Is a marriage performed by a witch doctor legitimate?

Question:

Here in Africa people go to witch doctors in order to get married, which is a sin. Now can you please tell me if people, who are married by a witch doctor, are allowed to have sex with each other because that for me is a sin? Marriage is from God, and it's considered too pure. Where is the purity in such a marriage? We all know that sex before marriage is a sin, but many people are sinning through marriage that God doesn't allow because of spells, magic, and witchcraft. It's also unfair to those being forced into those marriages because they are in contact with sin, thinking that their marriage is from God, but it's actually from a witch doctor. I am sitting in such a situation, and this poor man cries every day because he is married to a woman he doesn't love.

These are the people you need to help.

Answer:

The core question is whether a marriage done in a non-Christian environment is considered a marriage.

From God's point of view, marriage is formed by a covenant (Malachi 2:14). There is no requirement requiring who performs the marriage, nor do you see a requirement that people married prior to becoming Christians must marry again. Instead, we find rules that state that marriages prior to becoming a Christian are recognized as legitimate. "But to the rest I say, not the Lord, that if any brother has a wife who is an unbeliever, and she consents to live with him, he must not divorce her. And a woman who has an unbelieving husband, and he consents to live with her, she must not send her husband away. For the unbelieving husband is sanctified through his wife, and the unbelieving wife is sanctified through her believing husband; for otherwise your children are unclean, but now they are holy" (I Corinthians 7:12-14).

Purity in marriage comes about because those involved save their sexual relationship only for their spouse. "Marriage is honorable among all, and the bed undefiled; but fornicators and adulterers God will judge" (Hebrews 13:4).

Marriages are not forced because the two people entering the covenant do so willingly.

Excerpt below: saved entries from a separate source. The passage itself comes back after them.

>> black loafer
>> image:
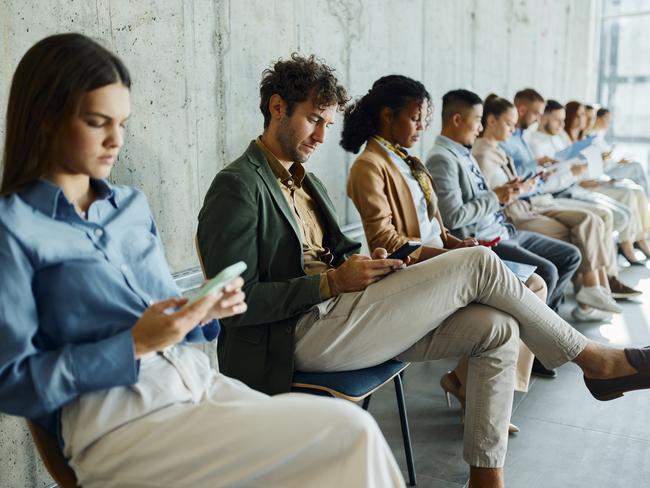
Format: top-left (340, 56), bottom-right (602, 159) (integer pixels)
top-left (532, 357), bottom-right (557, 378)
top-left (584, 347), bottom-right (650, 401)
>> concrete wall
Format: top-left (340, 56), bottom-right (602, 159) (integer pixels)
top-left (0, 1), bottom-right (601, 486)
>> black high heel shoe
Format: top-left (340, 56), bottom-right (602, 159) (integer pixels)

If you don't love your wife, then I must ask why did you enter into a marriage with her? I understand that you don't love her now, but if you willingly entered into marriage with her, then you are violating your obligations as a husband. "Nevertheless let each one of you in particular so love his own wife as himself, and let the wife see that she respects her husband" (Ephesians 5:33). Love isn't a feeling, though it generates feelings. Love is how you treat the person you love. It is not optional whether a Christian husband loves his wife.